Según Musk, territorios rurales con alta exposición solar ofrecen una oportunidad única para desarrollar grandes instalaciones fotovoltaicas a escala continental, una estrategia que, a su juicio, podría replicarse tanto en Estados Unidos como en Europa.

España, entre los líderes mundiales en energía solar

Los datos respaldan parcialmente esta visión. De acuerdo con Global Renewables Watch, los paneles solares cubren ya más de 14.500 kilómetros cuadrados en todo el mundo. China lidera el despliegue, seguida por Estados Unidos e India, mientras que España se sitúa entre las principales potencias solares a nivel global.

En el caso español, buena parte de las mayores plantas fotovoltaicas se concentran en zonas rurales. La central con mayor potencia instalada del país se encuentra en Torrecillas de la Tiesa, en Cáceres, con más de 512 MW, y Extremadura alberga cuatro de las seis mayores instalaciones solares nacionales.

El choque con las demandas del mundo rural

La propuesta de convertir la España vaciada en un gran centro energético europeo contrasta con las reivindicaciones de los habitantes de estas zonas. Colectivos rurales han denunciado de forma recurrente la falta de servicios esenciales como sanidad, transporte o infraestructuras básicas, así como el impacto territorial de proyectos de gran escala.

En movilizaciones recientes, numerosas organizaciones han señalado a las macroinstalaciones energéticas, junto a macrogranjas o centros de datos, como factores que agravan la presión sobre el territorio sin resolver los problemas estructurales de despoblación.

Críticas a los aranceles y avances tecnológicos

Más allá del debate energético, Musk aprovechó su intervención para criticar la política arancelaria de la Administración Trump, especialmente los gravámenes sobre células solares procedentes de China, que encarecen el despliegue de energías renovables.

El empresario también destacó avances en robótica e inteligencia artificial. Aseguró que los robots humanoides Optimus ya realizan tareas básicas en las fábricas de Tesla y anticipó que podrán ejecutar funciones más complejas en 2026, con una posible comercialización para particulares en 2027.

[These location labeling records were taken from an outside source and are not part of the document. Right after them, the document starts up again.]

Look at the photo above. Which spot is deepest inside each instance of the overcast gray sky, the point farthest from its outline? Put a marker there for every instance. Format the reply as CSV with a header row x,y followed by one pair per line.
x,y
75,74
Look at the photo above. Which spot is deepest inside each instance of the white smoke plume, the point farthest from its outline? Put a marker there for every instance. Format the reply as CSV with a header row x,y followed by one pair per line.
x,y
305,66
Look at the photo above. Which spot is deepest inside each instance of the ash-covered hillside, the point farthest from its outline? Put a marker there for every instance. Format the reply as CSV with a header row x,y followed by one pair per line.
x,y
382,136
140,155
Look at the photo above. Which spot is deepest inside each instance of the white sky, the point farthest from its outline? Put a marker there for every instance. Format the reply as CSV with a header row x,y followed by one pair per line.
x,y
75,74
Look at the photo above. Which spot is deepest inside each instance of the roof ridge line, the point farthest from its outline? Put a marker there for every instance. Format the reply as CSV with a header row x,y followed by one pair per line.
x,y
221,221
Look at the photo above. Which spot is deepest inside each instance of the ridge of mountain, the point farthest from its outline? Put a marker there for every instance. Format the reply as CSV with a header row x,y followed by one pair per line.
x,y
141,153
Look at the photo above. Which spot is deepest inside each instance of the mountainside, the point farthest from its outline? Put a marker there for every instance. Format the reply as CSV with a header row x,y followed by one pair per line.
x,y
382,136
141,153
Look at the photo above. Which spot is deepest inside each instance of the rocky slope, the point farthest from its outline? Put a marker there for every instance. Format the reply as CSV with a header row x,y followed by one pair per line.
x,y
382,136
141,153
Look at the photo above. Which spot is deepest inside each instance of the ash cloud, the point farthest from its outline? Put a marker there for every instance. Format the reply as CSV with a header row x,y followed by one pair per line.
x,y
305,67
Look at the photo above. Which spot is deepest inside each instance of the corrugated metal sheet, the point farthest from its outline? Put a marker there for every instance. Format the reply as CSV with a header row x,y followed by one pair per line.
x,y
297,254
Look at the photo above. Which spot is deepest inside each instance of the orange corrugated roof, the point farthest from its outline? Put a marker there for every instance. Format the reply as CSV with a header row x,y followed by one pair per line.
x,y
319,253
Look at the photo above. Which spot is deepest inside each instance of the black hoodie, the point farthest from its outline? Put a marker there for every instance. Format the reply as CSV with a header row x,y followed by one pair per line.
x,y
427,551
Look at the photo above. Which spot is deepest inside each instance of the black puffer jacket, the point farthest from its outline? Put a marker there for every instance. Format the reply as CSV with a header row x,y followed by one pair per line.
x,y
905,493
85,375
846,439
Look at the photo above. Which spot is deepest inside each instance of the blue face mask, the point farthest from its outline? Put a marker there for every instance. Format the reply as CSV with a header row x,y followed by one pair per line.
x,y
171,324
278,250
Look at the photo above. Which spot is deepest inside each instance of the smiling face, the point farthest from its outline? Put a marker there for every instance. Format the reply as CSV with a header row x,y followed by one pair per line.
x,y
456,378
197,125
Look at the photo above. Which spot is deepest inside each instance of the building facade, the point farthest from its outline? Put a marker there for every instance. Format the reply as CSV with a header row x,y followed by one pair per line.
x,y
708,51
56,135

El futuro de la inteligencia artificial

En el ámbito de la inteligencia artificial, Musk afirmó que una IA con capacidades similares a las humanas podría existir antes de 2027 y que, hacia 2030, sería probable que superara en razonamiento al conjunto de la humanidad. Aun así, advirtió sobre la necesidad de actuar con cautela en el desarrollo de la robótica avanzada.

Pese a los riesgos, el magnate subrayó el potencial económico de esta transformación tecnológica, augurando una expansión sin precedentes de la economía global si la IA y los robots se vuelven accesibles y de bajo coste.